Imagine trying to teach someone to forget a specific song — not just declining to hum it, but genuinely not having it in their head anymore. That is roughly the problem of machine unlearning. A new interactive notebook published on Zenodo walks through the 2023 work by Ronen Eldan and Mark Russinovich, researchers at Microsoft, on making large language models selectively erase information — in their case, the Harry Potter books. Their approach works by identifying the web of connections inside the model that encode Harry Potter-specific knowledge: who Harry is, what Hogwarts means, what a Horcrux does. Then it surgically weakens those connections while leaving the surrounding language structure intact. The notebook visualises this as 'edge surgery' on a knowledge graph — a web of linked facts. You are not deleting nodes. You are cutting specific wires between them, so the path to that knowledge becomes unreachable. Why it matters: the ability to remove specific knowledge from a trained model is critical for privacy and copyright. If a model was trained on private medical records, or on copyrighted books without permission, you want a way to excise that information after the fact. Retraining the whole model from scratch is brutally expensive. Approximate unlearning is a cheaper alternative. The catch: 'approximate' is doing a lot of work in that phrase. The technique makes knowledge much harder to reach — it does not guarantee the knowledge is gone. Careful probing can sometimes recover it. This remains an open research problem. And to be clear: this Zenodo deposit is an explainer of Eldan and Russinovich's existing work, not new findings. Worth reading for the clarity of the concept, not for new science.

Glossary

machine unlearning — Techniques for removing specific information from a trained AI model without retraining it from scratch.
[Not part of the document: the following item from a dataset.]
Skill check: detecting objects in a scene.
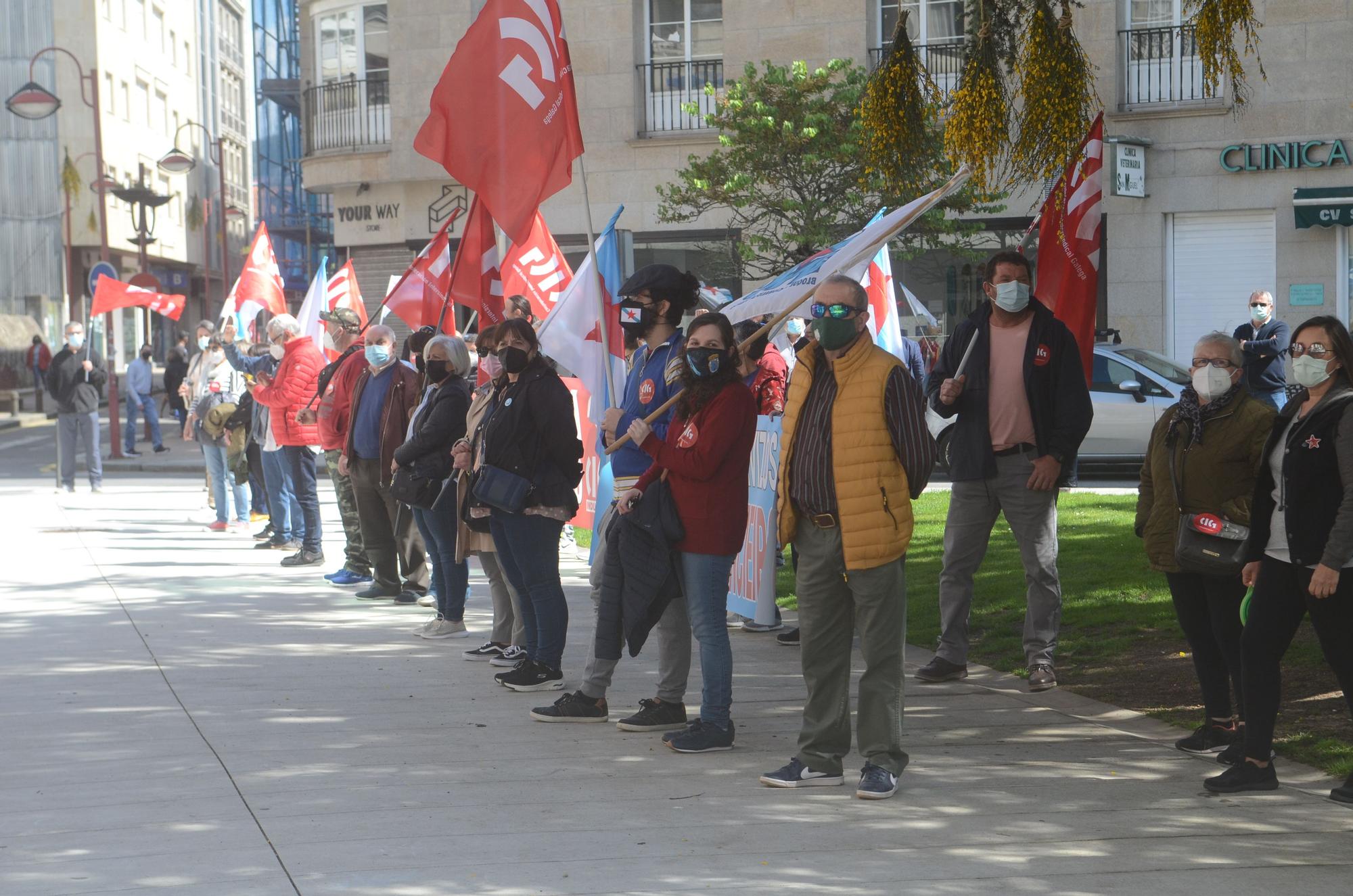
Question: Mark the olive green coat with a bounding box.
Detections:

knowledge graph — A network of facts stored as linked nodes — 'Harry Potter → attends → Hogwarts' — where the connections between facts are as important as the facts themselves.

approximate unlearning — A class of methods that make specific knowledge very difficult to access in a model, without guaranteeing it has been fully erased.

Source: Who's Harry Potter? An interactive walk through approximate unlearning in LLMs

The bigger picture

Three very different problems, one underlying tension: AI systems are getting better at doing things, and worse at being understood or controlled while doing them. The scene graph paper is about AI vision being too indiscriminate — seeing everything, understanding nothing usefully. The agentic traffic control framework is about AI coordination being too ad hoc — agents acting without governance. The unlearning explainer is about AI memory being too persistent — models that absorb information with no reliable way to release it. These are not separate bugs. They are the same issue at different scales. As AI systems get deployed more widely, the gap between 'technically capable' and 'practically governable' becomes the defining problem. Today's papers do not close that gap. But they name parts of it clearly, which is where solutions start. Naming is not nothing.

What to watch next

The machine unlearning question will get louder: the EU AI Act and several ongoing copyright lawsuits will eventually force courts and regulators to decide whether approximate unlearning counts as a legally adequate remedy. Watch for the first binding ruling on that. On the scene graph side, it would be interesting to see whether caption-guided training transfers to modern vision-language models like those underpinning GPT-4o or Gemini — that test has not happened yet, and it would tell us a lot.